The seminars are held on Zoom and last 60 minutes:

• 45 minutes of presentation

• 15 minutes of discussion, led by an invited discussant

Moderators collect questions using the Q&A feature during the seminar.

## How to join

You can attend by clicking the link to join (there is no need to register in advance).

More instructions for attendees can be found here.

## Organizers

If you have feedback or suggestions or want to propose a speaker, please e-mail us at selectiveinferenceseminar@gmail.com.

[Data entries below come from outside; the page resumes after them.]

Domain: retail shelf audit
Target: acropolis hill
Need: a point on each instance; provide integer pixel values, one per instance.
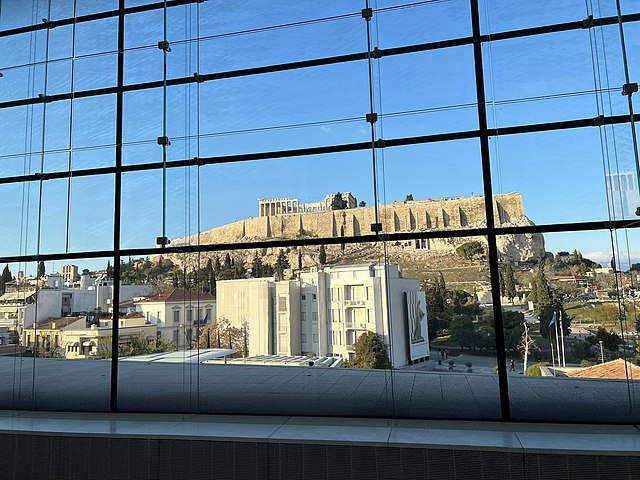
(286, 218)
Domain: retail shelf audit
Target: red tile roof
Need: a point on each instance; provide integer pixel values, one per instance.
(178, 296)
(61, 322)
(614, 370)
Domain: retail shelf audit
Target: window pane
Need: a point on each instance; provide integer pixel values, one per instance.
(579, 323)
(57, 315)
(443, 191)
(428, 92)
(406, 23)
(537, 166)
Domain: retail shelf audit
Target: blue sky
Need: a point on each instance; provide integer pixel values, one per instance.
(560, 174)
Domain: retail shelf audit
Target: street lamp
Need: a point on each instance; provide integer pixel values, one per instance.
(178, 336)
(601, 352)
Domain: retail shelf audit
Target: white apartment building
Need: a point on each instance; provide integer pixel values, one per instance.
(323, 312)
(176, 313)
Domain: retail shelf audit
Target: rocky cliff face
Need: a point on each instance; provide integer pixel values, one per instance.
(413, 216)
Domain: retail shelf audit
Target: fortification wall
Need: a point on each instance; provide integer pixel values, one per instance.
(411, 216)
(408, 216)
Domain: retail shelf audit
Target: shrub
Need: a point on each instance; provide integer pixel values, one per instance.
(534, 370)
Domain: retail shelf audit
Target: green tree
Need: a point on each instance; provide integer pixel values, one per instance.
(469, 250)
(338, 203)
(548, 329)
(462, 331)
(282, 263)
(541, 294)
(512, 323)
(509, 283)
(41, 270)
(6, 275)
(256, 267)
(371, 352)
(610, 340)
(323, 255)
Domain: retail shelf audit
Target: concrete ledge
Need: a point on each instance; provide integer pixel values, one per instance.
(612, 440)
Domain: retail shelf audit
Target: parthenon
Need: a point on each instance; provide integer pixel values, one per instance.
(282, 206)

## What is selective inference?

Broadly construed, selective inference means searching for interesting patterns in data, usually with inferential guarantees that account for the search process. It encompasses:

• Multiple testing: testing many hypotheses at once (and paying disproportionate attention to rejections)

• Post-selection inference: examining the data to decide what question to ask, or what model to use, then carrying out one or more appropriate inferences

• Adaptive / interactive inference: sequentially asking one question after another of the same data set, where each question is informed by the answers to preceding questions

• Cheating: cherry-picking, double dipping, data snooping, data dredging, p-hacking, HARKing, and other low-down dirty rotten tricks; basically any of the above, but done wrong!